それを、蕎麦湯を飲みながら見送ると、小さくため息を付いてモトの方に向き直った。
「やっぱ、思い過ごしだね」
「何が?」
「昨日の話さ」
「んー?」
首を傾げたモトに、私は何も言わずに鬼の方を指さす。
そこでようやくモトの表情が晴れた。
「本当に、後は待つだけ」
「そうなりゃ、暇だな」
「良いんじゃない。こういう時間があっても」
半分ほど飲んだ蕎麦湯をテーブルに置いて、楽な姿勢を取る。
朝から蕎麦と天ぷらは、流石に重いというもの。
お腹を摩ると、普段はシュっとしている胴回りが、ほんの少し太く感じた。
「食いすぎか?」
「はっ、オブラートに包んだね。その通りだけどもさ」
「朝っぱらからこれは辛いわな。確か、普段はパンしか食わないだろ?」
「そ、朝パン民族」
「よくやるよ。意外と、この世界来て舞い上がってるよな」
「言ったでしょ。空気は合うんだって。良いか悪いかは別として」
テーブルの上に蕎麦湯が2つ。
それを挟んで、私達は雑談を続ける。
時折外の方を見ても、明るい時間帯を行く妖の行き交う姿が見えるだけ。
「何時まで粘る?」
「夜になるまでは良いんじゃない?3食、蕎麦になるけど」
「了解。
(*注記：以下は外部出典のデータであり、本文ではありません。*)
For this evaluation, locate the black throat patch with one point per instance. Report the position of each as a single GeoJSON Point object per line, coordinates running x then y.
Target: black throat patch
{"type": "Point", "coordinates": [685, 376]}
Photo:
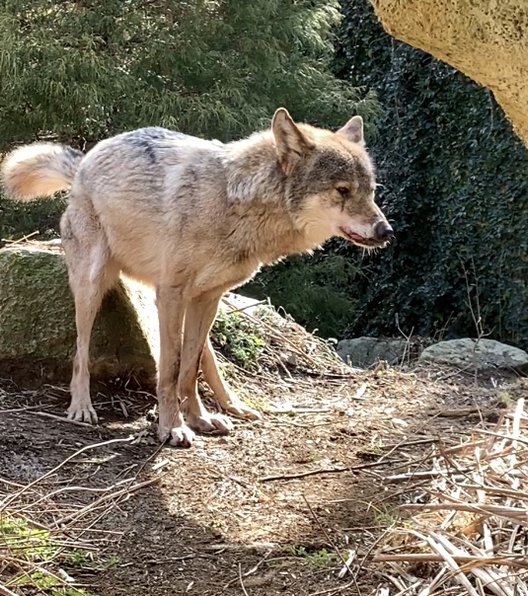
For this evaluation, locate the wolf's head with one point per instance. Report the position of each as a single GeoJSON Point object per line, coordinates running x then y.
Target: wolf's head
{"type": "Point", "coordinates": [330, 181]}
こういう時は、蕎麦屋のカレーとかその辺があればなって思うよな」
「全くさ」
蕎麦湯を飲んで、雑談しての繰り返し。
そんなことも、体感で1時間か2時間、やっていれば飽きてくるものだ。
「これ、いざ動くってなったらスイッチ入るのかな」
店内の客が4巡位回った頃。
3度目のおかわりを経た蕎麦湯にも飽きてきた頃。
何度目かの言葉をモトに告げた瞬間、入り口の方からの光が一瞬、遮られた。
「……」
「……」
2人、入り口に顔を向けてすぐに顔を見合わせる。
狐面の奥の表情は分からないが、きっと、私と同じように口元を引きつらせているはずだ。
入って来たのは、1人の"運び屋"。
ヤマシロと言葉を交わしたその妖は、フラフラと空いている席に向かう。
ヤマシロはその妖を見送ると、私達の方にゆっくりと顔を向けた。
「どうする?」
「出よう」
モトの問いに、私は席を立って答える。
彼の答えを聞く前に、彼の手を引いて入り口の方に戻ると、ヤマシロのお代を手渡した。
「ありがと」
「アア」
無駄な言葉は交わさない。
店を出て、少し歩いて、蕎麦屋の入り口がギリギリ見張れる所までやって来た。
「尾行か」
「そう。映画みたい」
長屋の壁に寄りかかる私達。
蕎麦屋の方を気にするモトの横で、私は懐から呪符を3枚取り出す。
モトの腕を引いて身を寄せると、取り出した呪符を彼の腕と首元に、適当に貼り付けた。
「沙月?」
「御守り。銭湯に居た奴よりも、妖力が強かった。近くにいると、人だってバレるかも」
「なるほど。サンキュー…」
「まさか、ここにきて順調になるとはね」
呪符を貼り付けて、その後でスマホを取り出して沙絵と八沙にメッセージ。
すぐに既読は付かなかったが、まぁ、別に構わない。
「保険はかけておくに限る」
そう言いながら、心臓の鼓動が少し早まった。